Improving the health of mineralized tissue, including bone and teeth, by the delivery of minerals are important goals in the dental and orthopedic fields. In preventive dentistry, there is a strong desire to simultaneously deliver minerals, such as a calcium and fluoride, in an attempt to reduce dental wear and erosion, the formation of caries, and hypersensitivity. With respect to fluoride-based dental vehicles, such as toothpaste, conventional mineral treatments are only marginally effective in providing useful minerals. This is due in part to the undesirable interaction of calcium and fluoride, which can reduce vehicle efficacy. In orthopedics, implant coatings or pastes are desired to stimulate favorable biological responses and integration, but conventional means often illicit these responses too slowly.
Clearly then, there is a need for mineral delivery compounds that can aid in the reconstruction of weakened teeth and bones. The embodiments discussed herein, address these needs.
With respect to creating well-ordered materials spanning dimensions from nanometers to micrometers, typical synthetic methods may include quenching, annealing, compression, precipitation, and nucleation and growth reactions.
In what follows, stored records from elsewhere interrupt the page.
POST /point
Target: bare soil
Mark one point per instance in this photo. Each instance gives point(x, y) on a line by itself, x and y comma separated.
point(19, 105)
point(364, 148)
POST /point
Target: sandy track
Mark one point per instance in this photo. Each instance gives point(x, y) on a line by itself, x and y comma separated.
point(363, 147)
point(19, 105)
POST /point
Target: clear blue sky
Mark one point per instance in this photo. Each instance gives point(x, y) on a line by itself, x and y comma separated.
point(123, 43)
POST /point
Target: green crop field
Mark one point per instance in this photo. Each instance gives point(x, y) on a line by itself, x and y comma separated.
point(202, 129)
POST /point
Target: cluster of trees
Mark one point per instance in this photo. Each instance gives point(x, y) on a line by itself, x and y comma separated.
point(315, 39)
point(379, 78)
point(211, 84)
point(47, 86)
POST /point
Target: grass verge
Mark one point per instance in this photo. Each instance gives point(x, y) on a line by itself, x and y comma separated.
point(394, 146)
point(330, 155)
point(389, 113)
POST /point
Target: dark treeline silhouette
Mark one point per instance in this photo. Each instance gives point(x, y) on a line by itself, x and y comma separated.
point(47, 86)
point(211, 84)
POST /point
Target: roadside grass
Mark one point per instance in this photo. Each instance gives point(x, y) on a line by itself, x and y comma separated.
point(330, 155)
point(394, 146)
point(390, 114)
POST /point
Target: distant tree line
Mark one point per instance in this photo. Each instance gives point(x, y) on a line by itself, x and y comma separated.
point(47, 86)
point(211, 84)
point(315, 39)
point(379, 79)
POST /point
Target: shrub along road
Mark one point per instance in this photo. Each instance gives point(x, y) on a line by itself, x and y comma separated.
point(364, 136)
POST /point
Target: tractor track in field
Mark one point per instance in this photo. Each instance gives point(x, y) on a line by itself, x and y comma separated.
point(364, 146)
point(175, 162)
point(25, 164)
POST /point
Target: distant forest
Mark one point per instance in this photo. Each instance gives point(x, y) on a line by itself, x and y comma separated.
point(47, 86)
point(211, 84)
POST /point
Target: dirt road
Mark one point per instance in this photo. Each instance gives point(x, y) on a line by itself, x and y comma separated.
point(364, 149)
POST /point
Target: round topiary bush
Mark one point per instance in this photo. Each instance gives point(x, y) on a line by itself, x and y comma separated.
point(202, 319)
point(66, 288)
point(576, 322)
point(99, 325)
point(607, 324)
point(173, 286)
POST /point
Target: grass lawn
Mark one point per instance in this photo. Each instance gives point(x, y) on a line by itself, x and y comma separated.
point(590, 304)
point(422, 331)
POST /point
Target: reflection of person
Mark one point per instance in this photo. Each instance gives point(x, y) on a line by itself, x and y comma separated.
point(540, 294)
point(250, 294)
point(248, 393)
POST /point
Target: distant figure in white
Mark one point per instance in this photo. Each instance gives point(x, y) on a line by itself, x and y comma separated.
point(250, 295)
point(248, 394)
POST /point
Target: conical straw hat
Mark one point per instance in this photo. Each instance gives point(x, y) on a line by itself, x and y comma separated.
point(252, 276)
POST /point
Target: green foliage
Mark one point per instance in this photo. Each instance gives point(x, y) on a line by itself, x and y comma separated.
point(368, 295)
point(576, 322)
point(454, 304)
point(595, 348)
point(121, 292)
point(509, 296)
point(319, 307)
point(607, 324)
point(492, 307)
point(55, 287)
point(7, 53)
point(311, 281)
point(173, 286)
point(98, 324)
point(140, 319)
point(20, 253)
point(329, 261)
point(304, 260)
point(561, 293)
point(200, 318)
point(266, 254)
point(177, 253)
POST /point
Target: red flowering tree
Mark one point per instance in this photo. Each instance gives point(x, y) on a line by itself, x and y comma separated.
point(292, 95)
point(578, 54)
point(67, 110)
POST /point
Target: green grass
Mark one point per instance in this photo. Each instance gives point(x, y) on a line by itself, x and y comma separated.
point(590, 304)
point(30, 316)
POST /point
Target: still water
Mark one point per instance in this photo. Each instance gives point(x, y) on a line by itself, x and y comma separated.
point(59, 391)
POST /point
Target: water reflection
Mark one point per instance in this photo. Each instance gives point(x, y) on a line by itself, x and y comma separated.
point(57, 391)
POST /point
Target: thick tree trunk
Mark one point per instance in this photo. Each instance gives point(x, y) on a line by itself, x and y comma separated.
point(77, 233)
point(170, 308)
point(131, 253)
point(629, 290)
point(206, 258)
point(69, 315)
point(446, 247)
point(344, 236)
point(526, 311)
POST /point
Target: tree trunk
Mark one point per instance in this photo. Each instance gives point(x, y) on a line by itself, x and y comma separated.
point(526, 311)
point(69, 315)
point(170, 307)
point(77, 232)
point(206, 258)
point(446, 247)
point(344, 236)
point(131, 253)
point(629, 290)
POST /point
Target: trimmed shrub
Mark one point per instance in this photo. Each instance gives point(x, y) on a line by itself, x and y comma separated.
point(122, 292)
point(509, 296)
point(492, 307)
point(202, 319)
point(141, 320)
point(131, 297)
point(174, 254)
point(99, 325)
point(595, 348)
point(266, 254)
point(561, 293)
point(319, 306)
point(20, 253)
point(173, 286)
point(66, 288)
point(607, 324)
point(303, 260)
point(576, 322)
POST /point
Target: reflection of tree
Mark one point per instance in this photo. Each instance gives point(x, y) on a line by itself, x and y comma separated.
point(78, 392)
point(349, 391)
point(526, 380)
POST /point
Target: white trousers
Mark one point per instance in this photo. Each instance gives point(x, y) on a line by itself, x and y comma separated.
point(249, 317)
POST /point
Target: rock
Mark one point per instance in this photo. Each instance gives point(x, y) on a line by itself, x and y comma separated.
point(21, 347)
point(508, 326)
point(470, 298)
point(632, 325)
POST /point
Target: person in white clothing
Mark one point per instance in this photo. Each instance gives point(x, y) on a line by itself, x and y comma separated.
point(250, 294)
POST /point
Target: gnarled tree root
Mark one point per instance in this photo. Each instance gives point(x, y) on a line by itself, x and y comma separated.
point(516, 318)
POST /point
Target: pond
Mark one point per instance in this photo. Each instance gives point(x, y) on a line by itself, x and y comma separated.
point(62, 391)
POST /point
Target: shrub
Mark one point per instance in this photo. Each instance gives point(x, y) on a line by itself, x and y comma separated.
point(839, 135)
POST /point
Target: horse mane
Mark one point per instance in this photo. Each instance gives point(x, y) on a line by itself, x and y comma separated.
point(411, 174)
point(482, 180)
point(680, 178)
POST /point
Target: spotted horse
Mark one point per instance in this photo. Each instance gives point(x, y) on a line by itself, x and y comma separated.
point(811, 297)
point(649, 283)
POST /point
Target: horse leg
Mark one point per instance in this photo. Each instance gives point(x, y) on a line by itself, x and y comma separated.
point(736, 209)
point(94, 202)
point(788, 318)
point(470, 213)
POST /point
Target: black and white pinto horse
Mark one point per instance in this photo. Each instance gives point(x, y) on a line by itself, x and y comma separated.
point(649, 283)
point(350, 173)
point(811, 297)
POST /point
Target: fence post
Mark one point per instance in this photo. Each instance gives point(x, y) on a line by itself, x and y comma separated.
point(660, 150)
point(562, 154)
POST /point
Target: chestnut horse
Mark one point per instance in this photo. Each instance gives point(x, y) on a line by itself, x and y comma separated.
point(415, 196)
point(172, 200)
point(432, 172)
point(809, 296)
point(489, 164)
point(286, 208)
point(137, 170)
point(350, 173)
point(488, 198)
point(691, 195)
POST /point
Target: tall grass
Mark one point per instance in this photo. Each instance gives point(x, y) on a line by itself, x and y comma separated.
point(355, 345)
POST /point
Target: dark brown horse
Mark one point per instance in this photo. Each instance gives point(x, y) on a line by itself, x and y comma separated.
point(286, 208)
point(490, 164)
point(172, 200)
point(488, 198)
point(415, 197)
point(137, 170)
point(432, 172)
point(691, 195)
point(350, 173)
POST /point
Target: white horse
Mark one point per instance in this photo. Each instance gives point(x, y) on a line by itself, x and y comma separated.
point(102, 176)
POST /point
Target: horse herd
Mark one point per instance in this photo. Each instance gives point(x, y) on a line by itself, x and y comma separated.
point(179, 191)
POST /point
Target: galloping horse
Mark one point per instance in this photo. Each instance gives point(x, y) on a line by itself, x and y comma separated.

While these methods each are characterized by their own advantages and disadvantages, there remains an overarching need for an economical and powerful method of creating mixed-phase materials manifesting ordered morphologies. Advantages of creating such a hybrid material may include, for instance, the ability to combine soft and hard components to produce a hybrid material that can be combined in the presence of other reagents in a medium without compromising either the integrity of the hybrid material or the reagents, while simultaneously improving the overall properties of the medium comprising all components. There exist technological challenges and opportunities in developing methods to create blended materials from individual starting materials manifesting unique chemical and physical properties without distorting specific properties of certain starting materials. Such a method, then, is highly desired and is the focus of the present novel technology.
Thus, there remains a need for a method of creating hybrid materials, where specific properties of the starting materials are left intact, in order to produce a hybrid material with properties designed for specific applications. The present novel technology addresses this need.